Dans le même dossier, la ministre de la Culture, Rachida Dati, nommée en juillet 2023, est, elle aussi, mise en examen, depuis 2021 pour « recel d’abus de pouvoir et d’abus de confiance », « corruption et trafic d’influence passifs par personne investie d’un mandat électif public au sein d’une organisation internationale ». Entre 2010 et 2012, alors qu’elle était députée européenne, Rachida Dati aurait perçu 900 000 euros de la part de RNBV, une filiale de Renault-Nissan, dans le cadre d’un contrat de conseil. Nonobstant, la justice française estime que ces prestations n’ont jamais été formellement prouvées. En novembre 2024, le parquet a demandé son renvoi devant un tribunal correctionnel, aux côtés de Carlos Ghosn. Pour autant, Rachida Dati reste donc en poste, et continue de diriger la mairie du 7e arrondissement de Paris. Elle est même présentée comme l'un des candidats favoris pour les municipales de Paris de 2026... En dépit de ces lourdes accusations, la ministre de la Culture ne semble pas s'en inquiéter outre mesure - bien au contraire - ni l'exécutif, ni les médias, d'ailleurs. À titre de comparaison, en effet, on peut citer l’acharnement médiatique qu’il y a eu dans l’affaire Cahuzac — ex-ministre du Budget sous François Hollande — ou encore celui qui pèse aujourd’hui sur la présidente du Rassemblement national, Marine Le Pen, dans l’affaire des assistants parlementaires du RN (ex-FN) — laquelle connaîtra son sort d’ici au lundi 31 mars 2025. Rappelons, à toutes fins utiles, qu’à la différence de M. Cahuzac ou de Mme Dati, la présidente du RN n'est pas membre du gouvernement.
Le silence de l’exécutif est d’autant plus significatif qu’il ne s’agit pas là d’un cas isolé. Rappelons-nous en effet de l'affaire Agnès Firmin Le Bodo - — nommée ministre de la Santé par intérim alors qu’elle faisait l’objet d’une enquête judiciaire pour des cadeaux non déclarés —, l’affaire Benalla, celle des Mutuelles de Bretagne dans laquelle Richard Ferrand, ex-ministre, ancien président de l’Assemblée nationale et désormais président du Conseil constitutionnel, était compromis — et qui a finalement été relaxé en raison de la prescription des faits — celle visant Sylvie Goulard, ancienne ministre des Armées, ou encore Alexis Kohler, tout juste nommé à la direction de la Société Générale, après avoir été, pendant huit ans, le bras droit d’Emmanuel Macron en tant que secrétaire général de l’Élysée. Et l’on en passe, tant les noms de cette liste continuent de s’accumuler.

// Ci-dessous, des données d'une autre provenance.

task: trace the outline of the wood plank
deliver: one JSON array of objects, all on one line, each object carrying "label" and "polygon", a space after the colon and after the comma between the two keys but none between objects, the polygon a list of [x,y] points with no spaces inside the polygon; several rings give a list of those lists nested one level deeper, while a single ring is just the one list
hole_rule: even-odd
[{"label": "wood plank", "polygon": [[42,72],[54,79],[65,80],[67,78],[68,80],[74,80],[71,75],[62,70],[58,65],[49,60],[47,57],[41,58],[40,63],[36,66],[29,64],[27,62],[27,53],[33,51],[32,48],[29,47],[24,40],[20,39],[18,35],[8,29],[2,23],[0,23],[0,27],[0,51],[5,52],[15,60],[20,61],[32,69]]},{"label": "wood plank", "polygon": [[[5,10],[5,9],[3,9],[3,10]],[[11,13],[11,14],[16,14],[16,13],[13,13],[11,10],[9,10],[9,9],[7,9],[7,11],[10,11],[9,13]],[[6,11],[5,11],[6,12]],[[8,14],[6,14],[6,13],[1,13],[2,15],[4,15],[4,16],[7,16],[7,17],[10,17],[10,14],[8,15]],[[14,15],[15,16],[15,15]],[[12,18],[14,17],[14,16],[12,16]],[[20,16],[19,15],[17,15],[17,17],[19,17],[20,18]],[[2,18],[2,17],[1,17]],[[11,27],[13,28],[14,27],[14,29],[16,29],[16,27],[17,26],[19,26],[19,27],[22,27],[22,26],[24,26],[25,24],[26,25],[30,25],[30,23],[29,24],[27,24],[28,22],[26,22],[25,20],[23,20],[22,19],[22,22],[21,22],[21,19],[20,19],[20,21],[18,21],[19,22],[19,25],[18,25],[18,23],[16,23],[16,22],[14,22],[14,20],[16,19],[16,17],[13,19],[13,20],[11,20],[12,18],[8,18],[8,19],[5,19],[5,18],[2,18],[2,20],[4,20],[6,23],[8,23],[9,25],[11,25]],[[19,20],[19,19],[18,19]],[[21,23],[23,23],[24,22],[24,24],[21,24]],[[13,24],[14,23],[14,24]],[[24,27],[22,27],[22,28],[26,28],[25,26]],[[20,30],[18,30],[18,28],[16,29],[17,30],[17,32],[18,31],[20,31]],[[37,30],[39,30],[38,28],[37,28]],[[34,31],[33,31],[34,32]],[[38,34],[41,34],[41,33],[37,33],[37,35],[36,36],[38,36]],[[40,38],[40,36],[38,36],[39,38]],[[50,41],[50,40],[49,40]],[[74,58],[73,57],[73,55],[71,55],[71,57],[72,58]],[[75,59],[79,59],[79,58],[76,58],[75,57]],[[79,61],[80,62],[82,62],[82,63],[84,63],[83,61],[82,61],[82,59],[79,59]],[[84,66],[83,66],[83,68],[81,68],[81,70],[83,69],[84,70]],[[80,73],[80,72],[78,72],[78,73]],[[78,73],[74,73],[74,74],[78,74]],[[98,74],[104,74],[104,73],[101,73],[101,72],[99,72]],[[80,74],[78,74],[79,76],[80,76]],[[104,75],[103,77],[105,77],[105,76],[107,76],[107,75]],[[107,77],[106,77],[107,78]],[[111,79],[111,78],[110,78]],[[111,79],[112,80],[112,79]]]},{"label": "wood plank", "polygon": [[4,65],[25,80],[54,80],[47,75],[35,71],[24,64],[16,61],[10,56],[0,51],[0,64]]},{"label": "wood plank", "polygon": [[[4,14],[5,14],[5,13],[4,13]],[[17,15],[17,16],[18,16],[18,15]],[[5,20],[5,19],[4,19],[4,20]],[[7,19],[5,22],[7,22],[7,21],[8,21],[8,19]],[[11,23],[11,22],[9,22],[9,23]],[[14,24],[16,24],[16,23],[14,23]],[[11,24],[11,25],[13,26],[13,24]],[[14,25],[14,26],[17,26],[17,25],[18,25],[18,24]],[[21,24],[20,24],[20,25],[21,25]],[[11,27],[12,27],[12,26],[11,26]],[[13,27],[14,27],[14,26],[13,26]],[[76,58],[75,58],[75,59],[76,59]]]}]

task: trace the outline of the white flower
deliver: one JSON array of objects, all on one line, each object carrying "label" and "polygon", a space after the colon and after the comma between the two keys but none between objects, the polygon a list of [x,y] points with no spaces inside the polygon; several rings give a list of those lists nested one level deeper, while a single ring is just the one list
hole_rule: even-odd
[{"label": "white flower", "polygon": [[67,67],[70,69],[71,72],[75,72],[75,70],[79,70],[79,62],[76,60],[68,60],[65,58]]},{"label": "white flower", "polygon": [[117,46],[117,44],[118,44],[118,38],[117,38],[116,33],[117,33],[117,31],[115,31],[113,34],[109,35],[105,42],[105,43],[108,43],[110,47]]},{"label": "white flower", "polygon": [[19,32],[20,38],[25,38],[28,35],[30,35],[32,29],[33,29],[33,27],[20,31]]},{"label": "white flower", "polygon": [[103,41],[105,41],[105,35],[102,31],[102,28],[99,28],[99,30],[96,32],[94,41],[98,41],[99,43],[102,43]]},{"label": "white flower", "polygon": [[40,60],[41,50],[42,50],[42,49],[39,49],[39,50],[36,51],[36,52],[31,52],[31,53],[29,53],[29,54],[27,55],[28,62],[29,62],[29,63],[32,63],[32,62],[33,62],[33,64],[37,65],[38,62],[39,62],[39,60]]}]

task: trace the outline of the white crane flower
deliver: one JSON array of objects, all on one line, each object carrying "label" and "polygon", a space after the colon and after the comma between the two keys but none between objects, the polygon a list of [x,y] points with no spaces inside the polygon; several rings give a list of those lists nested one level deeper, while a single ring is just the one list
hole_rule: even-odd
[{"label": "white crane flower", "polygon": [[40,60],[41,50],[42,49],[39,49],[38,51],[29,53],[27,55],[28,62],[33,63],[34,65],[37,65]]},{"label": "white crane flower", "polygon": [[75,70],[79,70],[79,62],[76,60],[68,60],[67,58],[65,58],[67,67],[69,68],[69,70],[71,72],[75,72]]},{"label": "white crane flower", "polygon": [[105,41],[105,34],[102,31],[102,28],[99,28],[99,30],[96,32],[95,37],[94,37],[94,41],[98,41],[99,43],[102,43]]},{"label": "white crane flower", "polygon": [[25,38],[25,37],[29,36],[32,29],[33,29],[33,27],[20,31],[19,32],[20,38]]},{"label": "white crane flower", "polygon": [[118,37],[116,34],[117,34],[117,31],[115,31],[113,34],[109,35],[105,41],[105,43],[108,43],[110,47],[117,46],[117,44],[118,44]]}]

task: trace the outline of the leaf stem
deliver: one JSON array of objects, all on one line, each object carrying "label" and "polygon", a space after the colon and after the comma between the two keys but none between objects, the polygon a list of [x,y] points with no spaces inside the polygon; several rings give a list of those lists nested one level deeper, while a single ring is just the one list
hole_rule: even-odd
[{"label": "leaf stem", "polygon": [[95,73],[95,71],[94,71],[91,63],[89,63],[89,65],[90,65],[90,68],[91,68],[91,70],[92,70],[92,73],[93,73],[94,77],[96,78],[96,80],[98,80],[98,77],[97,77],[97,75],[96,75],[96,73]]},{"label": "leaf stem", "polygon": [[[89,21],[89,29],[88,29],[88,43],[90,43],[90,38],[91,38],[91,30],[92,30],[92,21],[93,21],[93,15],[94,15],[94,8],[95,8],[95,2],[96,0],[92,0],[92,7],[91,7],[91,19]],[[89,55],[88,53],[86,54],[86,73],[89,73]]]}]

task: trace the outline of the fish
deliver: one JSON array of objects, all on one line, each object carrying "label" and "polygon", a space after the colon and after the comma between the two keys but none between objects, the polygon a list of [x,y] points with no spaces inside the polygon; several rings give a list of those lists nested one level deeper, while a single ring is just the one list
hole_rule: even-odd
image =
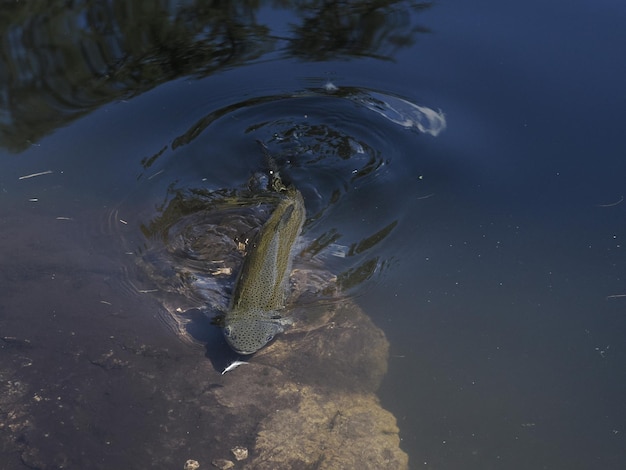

Il y a bien, çà et là, quelques affaires qui veulent faire figure d’exemple — en témoigne la condamnation requise par le PNF à l'encontre de l'ancien président Nicolas Sarkozy dans l'affaire des financements libyens. Pour autant, le silence général de la classe politique sonne, pour beaucoup, comme une confession. Toutes ces affaires, mises bout à bout, semblent en effet confirmer, pour une part grandissante des Français, que la compromission des élites — et plus spécifiquement celle qui touche l’exécutif — est systémique. Le refus du gouvernement de renouveler l’agrément d’Anticor en 2023 n’a fait qu’alimenter leur défiance envers la classe politique, leur donnant un peu plus encore le sentiment qu’il existe une justice à deux vitesses.